それは、《錬金術》で使用する《錬成陣》だった。
錬成陣が輝きを放つ。薄暗い森の中ではまばゆいほどの光がほとばしり、突如騎士の周りに土の壁が出来上がる。騎士は土の壁に閉じ込められ、見えなくなってしまった。
男はそれを見ると一息つく。
男が使ったのはこの世界で《錬金術》と呼ばれる特殊な力だった。

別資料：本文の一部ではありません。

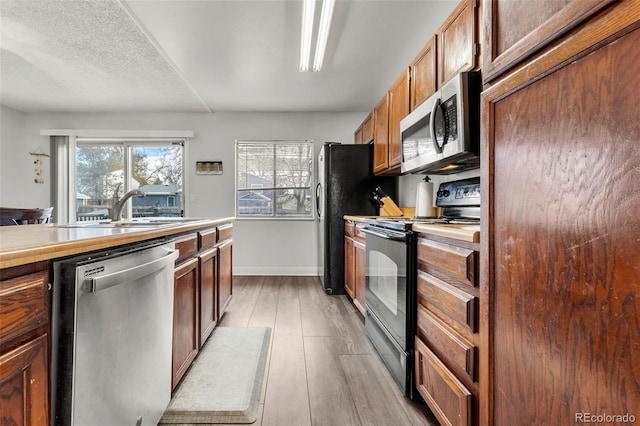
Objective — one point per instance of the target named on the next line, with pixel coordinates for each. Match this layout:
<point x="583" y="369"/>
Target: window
<point x="274" y="179"/>
<point x="105" y="171"/>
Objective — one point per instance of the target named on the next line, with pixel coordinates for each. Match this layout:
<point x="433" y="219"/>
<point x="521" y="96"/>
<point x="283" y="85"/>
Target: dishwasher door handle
<point x="102" y="282"/>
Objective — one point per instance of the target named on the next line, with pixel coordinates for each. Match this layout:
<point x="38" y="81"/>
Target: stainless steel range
<point x="391" y="272"/>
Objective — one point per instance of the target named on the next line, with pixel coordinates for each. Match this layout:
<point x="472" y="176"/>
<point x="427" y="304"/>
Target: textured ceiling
<point x="202" y="55"/>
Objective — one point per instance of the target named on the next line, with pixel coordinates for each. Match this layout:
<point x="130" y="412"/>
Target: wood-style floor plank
<point x="329" y="395"/>
<point x="287" y="397"/>
<point x="321" y="368"/>
<point x="313" y="307"/>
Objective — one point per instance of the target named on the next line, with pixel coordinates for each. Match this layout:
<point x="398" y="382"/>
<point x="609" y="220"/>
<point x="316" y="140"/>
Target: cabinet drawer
<point x="446" y="342"/>
<point x="207" y="238"/>
<point x="225" y="232"/>
<point x="448" y="398"/>
<point x="451" y="301"/>
<point x="187" y="246"/>
<point x="349" y="229"/>
<point x="23" y="305"/>
<point x="458" y="262"/>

錬金術はその物質の構成――例えば、その物質を形作っている元素などを理解し、それを《錬成陣》と呼ばれる物質の分解、再構築を記した陣に表し、元の物質を理解し、分解し、別のモノに再構築する力だ。
錬金術を行使するにはあらかじめその物質に対する錬成陣を用意していなければならない。錬金術は、その錬成陣に錬成する物質に見合った正しい衝撃を与える事で錬金術は発動するのだ。
だから、普通は男のような錬金術の行使は不可能なのだ。
男は自分で錬成した、そびえ立つ土の壁を一瞥し、その場を立ち去った。
最初のコメントを投稿しよう!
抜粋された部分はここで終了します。